Readers of this website know that I’m no fan of Docker and prefer to use other container engines. However, I live in the real world, and this world has embraced Docker and loves it to pieces. I mean, get a room, already.
Of course, being someone who enjoys learning about technology, and on top of that a fan of container technologies, I find myself reading the Docker documentation from time to time. And, truth be told, it is quite good.
So, I’m always keen to understand the best practices for a particular piece of technology, especially as promoted by the designers themselves.
To that end, the only docs that I read for this article were the Docker docs. I mean, why would I get some watered-down version from another party, when instead I can go straight to the source? In fact, you should stop reading right now and go to the Docker docs. Why read what I think is important when you can decide for yourself?
But, if you’re still here, read on.
Caveat emptor.
Non-Privileged User
Hopefully, everyone has heard by now to run a container as a non-privileged user. That is, do not run as root. This is rarely a good idea.
Here, I’m creating a new group and user and then switching to it. Yay.
RUN groupadd \
--gid 1000
noroot && \
useradd \
--create-home \
--home-dir /home/noroot \
--uid 1000 \
--gid 1000 \
noroot
...
USER noroot
...
To reduce layers and complexity, avoid switching
USER
back and forth frequently.
Building
The ideas in this section aren’t best practices, in my opinion, even though Docker says they are. Rather, they are interesting ways to create containers with the Docker engine when a Dockerfile isn’t present or needed.

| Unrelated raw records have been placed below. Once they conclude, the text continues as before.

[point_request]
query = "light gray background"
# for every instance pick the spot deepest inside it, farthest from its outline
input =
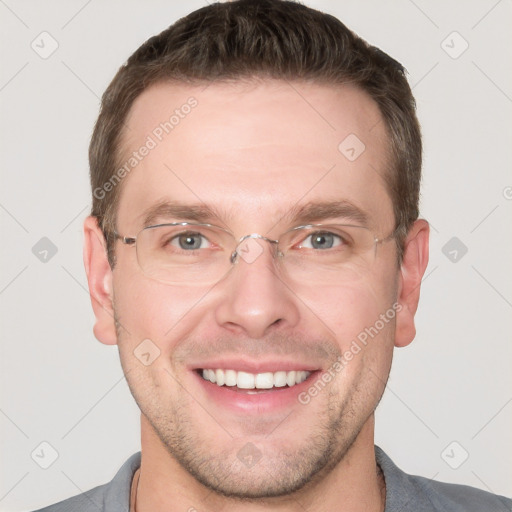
(61, 386)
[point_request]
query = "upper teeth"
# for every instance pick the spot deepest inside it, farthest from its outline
(246, 380)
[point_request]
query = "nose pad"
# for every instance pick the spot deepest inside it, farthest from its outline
(250, 249)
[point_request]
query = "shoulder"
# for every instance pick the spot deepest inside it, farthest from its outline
(410, 492)
(111, 497)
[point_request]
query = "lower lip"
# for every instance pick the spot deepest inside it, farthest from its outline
(264, 401)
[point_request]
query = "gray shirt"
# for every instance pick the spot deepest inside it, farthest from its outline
(404, 493)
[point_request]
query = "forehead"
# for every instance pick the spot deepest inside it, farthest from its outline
(254, 151)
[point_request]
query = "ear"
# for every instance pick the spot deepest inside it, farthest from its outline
(99, 277)
(414, 263)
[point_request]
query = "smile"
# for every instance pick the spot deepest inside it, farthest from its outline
(245, 380)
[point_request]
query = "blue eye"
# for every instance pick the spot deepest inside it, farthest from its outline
(321, 240)
(189, 241)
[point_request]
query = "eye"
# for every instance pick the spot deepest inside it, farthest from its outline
(321, 240)
(189, 241)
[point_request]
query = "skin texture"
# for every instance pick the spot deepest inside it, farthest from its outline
(254, 151)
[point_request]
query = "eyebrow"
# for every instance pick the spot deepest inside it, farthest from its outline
(315, 211)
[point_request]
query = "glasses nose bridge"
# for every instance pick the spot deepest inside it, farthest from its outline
(253, 236)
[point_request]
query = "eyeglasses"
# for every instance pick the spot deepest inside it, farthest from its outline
(190, 253)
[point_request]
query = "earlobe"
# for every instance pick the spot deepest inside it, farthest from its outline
(99, 278)
(414, 264)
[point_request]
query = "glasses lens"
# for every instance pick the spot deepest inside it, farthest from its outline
(188, 254)
(327, 253)
(200, 254)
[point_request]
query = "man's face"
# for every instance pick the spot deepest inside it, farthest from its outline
(253, 153)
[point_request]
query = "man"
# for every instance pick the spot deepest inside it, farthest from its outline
(255, 172)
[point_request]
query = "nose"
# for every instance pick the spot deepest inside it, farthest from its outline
(256, 298)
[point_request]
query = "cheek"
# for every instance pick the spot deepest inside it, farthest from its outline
(151, 310)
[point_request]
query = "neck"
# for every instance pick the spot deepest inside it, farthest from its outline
(355, 484)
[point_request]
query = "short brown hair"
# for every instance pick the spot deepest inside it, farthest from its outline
(279, 39)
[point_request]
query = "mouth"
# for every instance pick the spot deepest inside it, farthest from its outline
(254, 383)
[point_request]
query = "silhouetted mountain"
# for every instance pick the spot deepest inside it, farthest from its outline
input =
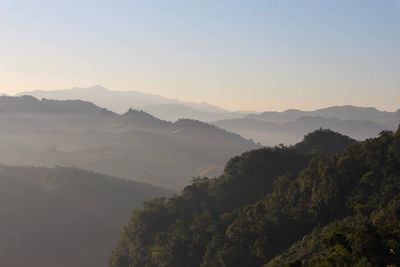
(324, 142)
(135, 144)
(64, 217)
(173, 112)
(388, 119)
(29, 104)
(270, 133)
(279, 206)
(120, 101)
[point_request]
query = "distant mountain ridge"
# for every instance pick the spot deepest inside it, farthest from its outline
(347, 112)
(135, 145)
(120, 101)
(289, 126)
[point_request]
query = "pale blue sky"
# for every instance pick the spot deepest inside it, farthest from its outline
(253, 55)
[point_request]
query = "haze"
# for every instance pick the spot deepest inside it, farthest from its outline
(258, 55)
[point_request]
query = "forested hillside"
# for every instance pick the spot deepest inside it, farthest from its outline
(281, 206)
(135, 145)
(64, 216)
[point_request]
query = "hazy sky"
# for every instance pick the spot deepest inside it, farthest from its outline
(247, 55)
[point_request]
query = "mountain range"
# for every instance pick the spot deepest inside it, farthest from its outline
(288, 127)
(327, 201)
(135, 144)
(120, 101)
(266, 128)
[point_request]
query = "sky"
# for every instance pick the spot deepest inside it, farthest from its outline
(240, 55)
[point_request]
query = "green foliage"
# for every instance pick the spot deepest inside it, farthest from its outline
(281, 206)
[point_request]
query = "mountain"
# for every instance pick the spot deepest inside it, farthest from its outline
(303, 205)
(64, 216)
(120, 101)
(135, 144)
(270, 133)
(173, 112)
(388, 119)
(288, 127)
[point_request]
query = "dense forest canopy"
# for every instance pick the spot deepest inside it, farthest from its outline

Why would you be interested in creating images in the following ways (i.e., dynamically)? Well, who wants to stink up their project repository with a Dockerfile? Absolutely nobody, that’s who. And, as you’ll soon learn, you don’t have to.
So, prepare those pull requests (or, merge requests) to remove the Dockerfiles from your project repositories.
LGTM
.
stdin
When sending a Dockerfile to docker build
using stdin
, use the hyphen (-
) to denote it (of course, this is a common practice for a lot of Unix tools). Creating an image this way is handy when you’re building them dynamically.
I once did this at a job where I needed to test that software was being built correctly for an image and then usable in a container instance. These used different Linux distributions for its userspace applications and so the Dockerfiles were fairly boilerplate.
So, I created a simple shell script that dynamically created multiple Dockerfiles with a few surgical changes and sent them to the stdin
of the docker build
command. And, I then partied like it was 1999.
Let’s quickly look at some different ways to send a Dockerfile to stdin
.
Pipe:
$ echo -e 'FROM busybox\nCMD echo "hello world"' | docker build -t hello -
$ docker run --rm hello
hello world
$ docker build -t hello -<<EOF
> FROM busybox
> CMD echo "hello world"
> EOF
$ docker run --rm hello
hello world
Redirection and process substitution:
$ docker build -t foo - < <(echo -e 'FROM busybox\nCMD echo "hello world"')
$ docker run foo
hello world
Ok, that last one was just silly. No one would do that. I don’t think.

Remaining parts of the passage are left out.